Sędzia:
-
Video:
ZAPOWIEDŹ
O awans do finału powalczą ze sobą NiechSięBoio! i Nic się nie stało. Ci pierwsi w 1/8 i ¼ finału stracili tylko jedna bramkę, ale pokonanie rywali nie przyszło im łatwo. Bez większego trudu do tego etapu dotarł natomiast świetnie spisujący się w całym sezonie zespół Nic się nie stało. Rywalizację z Menu Catering wygrał walkowerem, natomiast potem pokonał 3:1 Za Słabych na B Klasę. Dwa gole w tym starciu zdobył kapitan zespołu, Bertand Perio.
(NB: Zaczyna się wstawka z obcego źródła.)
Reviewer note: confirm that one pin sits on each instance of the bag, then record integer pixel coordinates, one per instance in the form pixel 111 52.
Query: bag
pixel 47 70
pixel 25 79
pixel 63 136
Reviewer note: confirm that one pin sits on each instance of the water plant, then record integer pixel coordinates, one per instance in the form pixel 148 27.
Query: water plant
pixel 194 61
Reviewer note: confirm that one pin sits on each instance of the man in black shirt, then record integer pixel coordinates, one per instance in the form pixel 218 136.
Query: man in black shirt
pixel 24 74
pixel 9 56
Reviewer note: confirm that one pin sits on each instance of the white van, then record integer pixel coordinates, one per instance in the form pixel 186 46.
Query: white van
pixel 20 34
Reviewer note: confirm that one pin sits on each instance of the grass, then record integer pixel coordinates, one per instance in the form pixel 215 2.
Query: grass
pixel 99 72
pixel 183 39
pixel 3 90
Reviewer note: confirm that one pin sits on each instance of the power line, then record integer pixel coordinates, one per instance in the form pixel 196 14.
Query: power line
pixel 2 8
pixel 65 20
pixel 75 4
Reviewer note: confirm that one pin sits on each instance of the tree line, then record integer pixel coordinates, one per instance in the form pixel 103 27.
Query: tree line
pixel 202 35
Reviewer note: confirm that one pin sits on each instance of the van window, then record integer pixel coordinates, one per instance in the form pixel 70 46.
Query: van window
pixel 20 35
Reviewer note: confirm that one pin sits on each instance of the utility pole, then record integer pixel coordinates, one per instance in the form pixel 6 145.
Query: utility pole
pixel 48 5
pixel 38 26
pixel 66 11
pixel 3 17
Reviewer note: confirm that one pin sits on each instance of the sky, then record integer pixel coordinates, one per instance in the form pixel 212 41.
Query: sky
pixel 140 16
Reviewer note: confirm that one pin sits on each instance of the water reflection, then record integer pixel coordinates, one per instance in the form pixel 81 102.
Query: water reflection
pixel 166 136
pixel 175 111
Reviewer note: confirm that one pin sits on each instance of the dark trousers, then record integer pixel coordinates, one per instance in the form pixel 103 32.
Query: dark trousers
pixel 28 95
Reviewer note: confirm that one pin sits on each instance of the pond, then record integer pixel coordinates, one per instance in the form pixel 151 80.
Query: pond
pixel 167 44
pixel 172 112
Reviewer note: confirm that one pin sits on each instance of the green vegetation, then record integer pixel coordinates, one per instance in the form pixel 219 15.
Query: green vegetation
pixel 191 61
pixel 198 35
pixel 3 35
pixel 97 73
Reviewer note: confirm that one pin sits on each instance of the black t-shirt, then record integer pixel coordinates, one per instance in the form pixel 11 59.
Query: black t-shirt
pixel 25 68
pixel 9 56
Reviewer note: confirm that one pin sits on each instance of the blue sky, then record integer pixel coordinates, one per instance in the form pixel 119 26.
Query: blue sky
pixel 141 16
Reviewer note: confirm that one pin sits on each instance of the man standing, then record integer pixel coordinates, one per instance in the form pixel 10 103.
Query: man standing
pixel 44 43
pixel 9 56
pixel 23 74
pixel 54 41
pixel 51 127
Historia bezpośrednich pojedynków przemawia zdecydowanie za Nic się nie stało, ponieważ dwukrotnie wysoko pokonali NSB! To jednak już historia, a pamiętać należy, że po transferach ekipa Marcina Mazura jest już znacznie mocniejszą drużyną. W tej sytuacji niezwykle trudno wskazać faworyta rywalizacji, ale stawiamy na NSB!
NASZ TYP: 1.
PODSUMOWANIE
W półfinale pomiędzy NSB! i Nic się nie stało, pierwsza połowa toczyła się pod dyktando Boio, które częściej było w natarciu i kreowało ciekawsze sytuacje. Wyróżniał się przede wszystkim Patrick Leftwich. Dwubramkowe prowadzenie do przerwy nieco ustawiło spotkanie, a w drugiej ekipa Marcina Mazura nastawiła się raczej na defensywę, szczelnie bronili i dość pewnie dowieźli zwycięstwo do końca. Zawiodły gwiazdy ekipy Nic się nie stało, które zostały odcięte od podań.